Simplicity is better than complexity.
Posted Mar 29, 2009 15:03 UTC (Sun) by epa (subscriber, #39769)In reply to: Simplicity is better than complexity. by tialaramex
Parent article: Wheeler: Fixing Unix/Linux/POSIX Filenames
for (const char *c = filename; *c; c++)
if (*c < 32) return EINVAL;
Adding a fixed list of 'bad characters' (please excuse lack of indentation, the LWN comment form eats it):
for (const char *c = filename; *c; c++)
if (*c < 32 || *c == '<' || *c == '>' || *c == '|') return EINVAL;
if (filename[0] == '-') return EINVAL;
To check valid UTF-8 is a little more complex, but not much. You do not need to check that assigned Unicode characters are being used, or worry about combining characters, upper and lower case, etc. See <http://www.cl.cam.ac.uk/~mgk25/unicode.html> for a list of valid byte sequences. The code would be something like
/* First pad the filename with 4 extra NUL bytes at the end.

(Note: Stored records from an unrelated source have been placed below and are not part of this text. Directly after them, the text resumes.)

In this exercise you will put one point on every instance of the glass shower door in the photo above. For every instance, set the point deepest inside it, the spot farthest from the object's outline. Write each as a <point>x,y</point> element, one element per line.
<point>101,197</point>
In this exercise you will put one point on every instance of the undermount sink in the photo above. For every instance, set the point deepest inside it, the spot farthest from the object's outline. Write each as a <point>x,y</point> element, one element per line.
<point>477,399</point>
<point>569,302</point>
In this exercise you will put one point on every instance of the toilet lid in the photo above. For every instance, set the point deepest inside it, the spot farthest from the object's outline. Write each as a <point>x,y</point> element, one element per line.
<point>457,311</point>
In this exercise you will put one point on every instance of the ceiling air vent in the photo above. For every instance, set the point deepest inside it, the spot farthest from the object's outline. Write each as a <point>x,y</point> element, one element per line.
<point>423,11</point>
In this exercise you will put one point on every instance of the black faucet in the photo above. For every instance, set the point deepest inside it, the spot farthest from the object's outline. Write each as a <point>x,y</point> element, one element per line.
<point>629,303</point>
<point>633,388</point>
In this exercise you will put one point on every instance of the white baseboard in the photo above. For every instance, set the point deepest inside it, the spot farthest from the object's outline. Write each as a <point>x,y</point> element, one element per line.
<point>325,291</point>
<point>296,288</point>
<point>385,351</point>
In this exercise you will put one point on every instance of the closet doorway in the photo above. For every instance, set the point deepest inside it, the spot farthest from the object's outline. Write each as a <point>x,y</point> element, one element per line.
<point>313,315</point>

Then, */
int is_cont(char c) { return 128 <= c && c < 192 }
const char *p = filename;
while (*p) {
if (*p < 128) ++c;
else if (192 <= *p && *p < 224 && is_cont(p[1])) p += 2;
else if (224 <= *p && *p < 240 && is_cont(p[1]) && is_cont(p[2]) p += 3;
else if (240 <= *p && *p < 248 && is_cont(p[1]) && is_cont(p[2])
&& is_cont(p[3])) p += 4;
else if (248 <= *p && *p < 252 && is_cont(p[1]) && is_cont(p[2])

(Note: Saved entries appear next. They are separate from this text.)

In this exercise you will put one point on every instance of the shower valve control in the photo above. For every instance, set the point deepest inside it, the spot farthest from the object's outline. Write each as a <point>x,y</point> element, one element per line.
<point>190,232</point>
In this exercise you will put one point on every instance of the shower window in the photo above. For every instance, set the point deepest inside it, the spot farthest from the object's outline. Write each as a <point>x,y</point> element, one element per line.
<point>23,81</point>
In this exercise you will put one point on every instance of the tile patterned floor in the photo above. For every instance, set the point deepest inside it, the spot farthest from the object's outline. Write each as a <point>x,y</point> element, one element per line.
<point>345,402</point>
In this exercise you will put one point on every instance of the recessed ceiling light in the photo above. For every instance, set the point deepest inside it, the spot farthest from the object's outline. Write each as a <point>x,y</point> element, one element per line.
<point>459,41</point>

&& is_cont(p[3]) && is_cont(p[4])) p += 5;
else if (252 <= *p && *p < 254 && is_cont(p[1]) && is_cont(p[2])
&& is_cont(p[3]) && is_cont(p[4]) && is_cont(p[5])) p += 6;
else return EINVAL;
}
For a self-contained system, that takes care of it. Put some code like the above into a function and call it at each place a filename is taken from user space. Coping with 'foreign' filesystems (e.g. NFS servers) returning non-UTF-8 filenames is a bit more complex.